Target has decided to stop selling anything carrying the Amazon and Kindle brands.
"We still have some of the product in our stores, and we expect they'll be sold by the end of May," Target spokesperson Molly Snyder told the E-Commerce Times.
There's been some speculation that this move is tied in with Apple's plans to open mini-stores in select Target retail locations, but Snyder dismissed that possibility. "We have an ongoing process, we focus on the best quality and the best product for our customers," she said.
Snyder declined to specify when Apple will open its mini-stores in Target locations, or how many would be opened and at which stores. "We don't comment on negotiations with vendors and partners," she said.
Neither Amazon nor Apple responded to our requests for comment for this story.
Target's Likes and Dislikes
Although Target will get rid of Amazon- and Kindle-branded products, it will continue to offer other e-readers and supporting accessories, including the Barnes & Noble Nook e-reader, according to reports.
Snyder declined to discuss this or state whether the retail chain would continue to carry Android and Windows tablets. However, the statement that Target is focusing on the best quality and products has raised doubts.
"I haven't heard about consumers having any bad experience with the Kindle," Michael Morgan, a senior analyst at ABI Research, told the E-Commerce Times. "I'm still trying to figure out the true motive for this move."
Who Stirred Things Up?
Speculation that Apple leaned on Target to get rid of a potential competitor is making the rounds, but it might be off the mark.
"I find it funny that everyone's blaming Apple here," Carl Howe, a vice president at the Yankee Group, told the E-Commerce Times. "This is just as likely to be because of a falling out with Amazon. After the holiday shopping season when Amazon was actively giving consumers incentives to shop in stores and order online, [it] hasn't exactly been the best partner for brick-and-mortar retailers."
Apple isn't likely to be the villain because "they really don't have to worry about the Kindle, and they've said the Kindle doesn't compete directly with them," ABI's Morgan suggested.
Every Sale Is a Battle
It could be that Target was not happy about selling Kindles because "the Kindle is set up to get consumers to buy stuff from Amazon through it," ABI's Morgan speculated. "So when you sell one to a customer , that customer may not come back to you to make another purchase, he'll buy off Amazon."
For Target to sell Kindles "is like Target selling products that push people to Sears," Rob Enderle, principal analyst at the Enderle Group, remarked. The Kindle Fire "is a retail front end for Amazon, and Amazon is a direct competitor to Target, with lots of product overlap," he told the E-Commerce Times.
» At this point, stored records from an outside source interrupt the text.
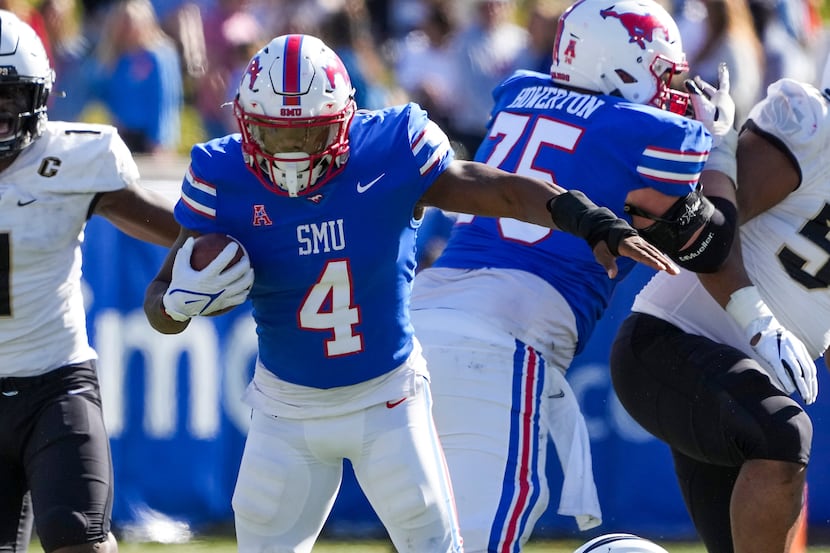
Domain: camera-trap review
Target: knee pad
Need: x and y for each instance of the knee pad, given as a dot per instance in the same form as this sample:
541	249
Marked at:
788	434
62	527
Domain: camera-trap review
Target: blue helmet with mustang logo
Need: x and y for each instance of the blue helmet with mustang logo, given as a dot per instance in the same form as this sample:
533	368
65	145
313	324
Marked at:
294	105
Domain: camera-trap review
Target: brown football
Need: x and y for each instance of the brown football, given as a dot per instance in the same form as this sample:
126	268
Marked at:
207	246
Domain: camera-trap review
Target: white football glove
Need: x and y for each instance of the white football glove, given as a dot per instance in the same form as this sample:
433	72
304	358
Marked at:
715	108
791	363
212	289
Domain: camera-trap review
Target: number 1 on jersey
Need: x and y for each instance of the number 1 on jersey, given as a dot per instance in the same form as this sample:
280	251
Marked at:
328	306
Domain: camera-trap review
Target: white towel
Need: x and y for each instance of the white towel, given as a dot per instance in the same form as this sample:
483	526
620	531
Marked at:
573	447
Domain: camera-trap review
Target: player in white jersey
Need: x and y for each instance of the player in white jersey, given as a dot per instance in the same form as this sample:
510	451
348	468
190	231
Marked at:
53	177
687	370
324	200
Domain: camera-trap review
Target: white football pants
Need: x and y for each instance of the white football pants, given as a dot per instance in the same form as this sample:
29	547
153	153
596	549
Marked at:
291	472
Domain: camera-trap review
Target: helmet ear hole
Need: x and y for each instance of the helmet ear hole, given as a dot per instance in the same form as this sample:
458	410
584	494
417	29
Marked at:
25	83
625	76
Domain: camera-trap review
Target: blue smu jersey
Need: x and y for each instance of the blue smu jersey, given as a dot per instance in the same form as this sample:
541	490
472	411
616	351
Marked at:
333	269
602	145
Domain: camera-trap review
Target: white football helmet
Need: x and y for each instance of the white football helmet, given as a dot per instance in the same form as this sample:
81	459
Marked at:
620	543
294	106
26	79
631	48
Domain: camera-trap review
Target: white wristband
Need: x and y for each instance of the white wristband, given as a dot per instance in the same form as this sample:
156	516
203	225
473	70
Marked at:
722	157
746	305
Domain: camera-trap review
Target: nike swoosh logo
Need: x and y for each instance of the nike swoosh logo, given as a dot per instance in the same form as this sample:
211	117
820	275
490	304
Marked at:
361	188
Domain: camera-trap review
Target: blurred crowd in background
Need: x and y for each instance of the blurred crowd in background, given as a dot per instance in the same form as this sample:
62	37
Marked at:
163	71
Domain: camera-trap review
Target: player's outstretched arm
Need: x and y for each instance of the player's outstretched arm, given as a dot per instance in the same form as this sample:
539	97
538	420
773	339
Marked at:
476	188
140	213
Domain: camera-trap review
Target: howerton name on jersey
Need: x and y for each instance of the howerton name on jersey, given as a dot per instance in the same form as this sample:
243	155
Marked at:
551	97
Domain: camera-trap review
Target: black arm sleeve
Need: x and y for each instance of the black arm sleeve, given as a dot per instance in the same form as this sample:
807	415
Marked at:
575	214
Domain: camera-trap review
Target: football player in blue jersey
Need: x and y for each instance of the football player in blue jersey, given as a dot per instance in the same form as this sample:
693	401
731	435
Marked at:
506	307
325	200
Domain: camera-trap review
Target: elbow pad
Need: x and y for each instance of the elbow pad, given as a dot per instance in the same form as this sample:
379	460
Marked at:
717	219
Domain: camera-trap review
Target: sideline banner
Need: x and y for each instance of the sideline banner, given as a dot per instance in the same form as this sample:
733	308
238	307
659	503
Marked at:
177	424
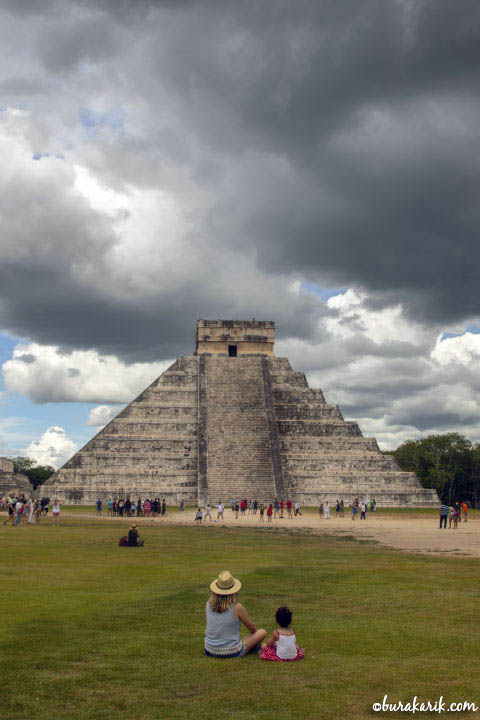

Target might continue offering tablets and e-readers from other companies because "other tablets aren't as hard-wired to competitors as the Kindle Fire is," Enderle remarked.
Amazon Sells Everything, but Who Will Sell Amazon?
The loss of Target might signal a new reality for Amazon.com, whose strategy of keeping prices down has riled up retailers.
"The bigger issue is whether other retailers will now follow suit," Enderle said. "Amazon can easily survive losing Target, but other retailers may come to the same conclusion now and that could be very painful."
Bookstores are one example of retailer angst, the Yankee Group's Howe said. "Consumers may be happy with Amazon's prices, but stores that have to maintain physical book inventories and yet match Amazon's aggressive pricing aren't thrilled."
Amazon "is likely going to have to push hardware online because they're losing physical store shelf space," Enderle opined. "They might think of opening Amazon storefronts in malls to pick up impulse buyers."